The invention adopts the controlled rolling and controlled cooling and the off-line rapid heat treatment process, controls the chemical composition design, the heating speed, the heat preservation time, the cooling speed and the like in the heat treatment process, ensures that the steel plate has high strength and obviously improves the plasticity and the toughness.

Claims

1. The high-strength steel for 1100 MPa-grade engineering machinery comprises the following chemical components in percentage by weight: c:0.20 to 0.24%, si:0.30 to 0.50%, mn: 0.80-1.60%, cr:0.20 to 0.70%, mo:0.40 to 0.70%, W:0 to 0.80%, ni:0.30 to 0.80%, cu:0 to 0.40%, nb:0.010 to 0.030%, ti:0.010 to 0.030%, V: 0.010-0.050%, B:0.0005 to 0.0030%, al: 0.02-0.06%, ca:0.001 to 0.004%, N: 0.002-0.005%, P is less than or equal to 0.020%, S is less than or equal to 0.0050%, O is less than or equal to 0.0040%, and the balance is Fe and other inevitable impurities; and, the above elements simultaneously need to satisfy the following relations:

the metallographic structure of the high-strength steel is tempered sorbite, wherein the grain size of the tempered sorbite is 3-5 mu m, and the width of a tempered sorbite sheet layer is 30-90 nm; the carbides in the high-strength steel are distributed in a dispersion particle shape, and the size of more than 90 percent of the carbides is less than 10 nm;

the yield strength of the high-strength steel is more than or equal to 1100MPa, the tensile strength is more than or equal to 1150MPa, the elongation is more than 16%, and the impact energy at-60 ℃ is more than 100J.

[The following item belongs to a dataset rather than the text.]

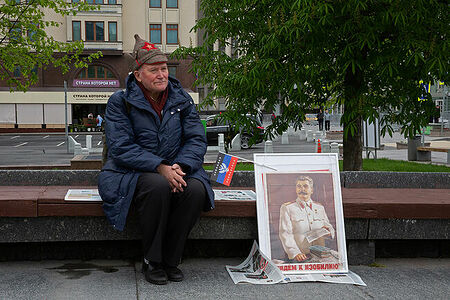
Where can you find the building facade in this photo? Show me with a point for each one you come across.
(111, 30)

2. The production method of the high-strength steel for the 1100 MPa-level engineering machinery, according to claim 1, is characterized by comprising the following steps:

1) Smelting and casting

Smelting steel by a converter or an electric furnace, refining and casting to form a casting blank according to the chemical components in the claim 1;

2) Heating of

3) Rolling of

4) Cooling

5) Heat treatment of

Quenching, heating the steel plate to Ac at a heating rate of 15-80 ℃/s ₃ 30-80 deg.C, keeping the core of the steel plate at the heating temperature20-40 s, and then cooling to room temperature at a cooling speed of more than or equal to 150 ℃/s:

Ac ₃ ＝955-350C-25Mn+51Si+106Nb+100Ti+68Al-11Cr-33Ni-16Cu+67Mo；

3. The method for producing the high-strength steel for the 1100 MPa-grade engineering machinery according to claim 2, wherein in the step 5), the heating mode is electromagnetic induction heating, resistance heating or direct fire heating.

4. The method for producing the high-strength steel for the 1100 MPa-level engineering machinery according to claim 2, wherein in the step 5), the cooling is performed by using high-pressure water, gas mist or water mist.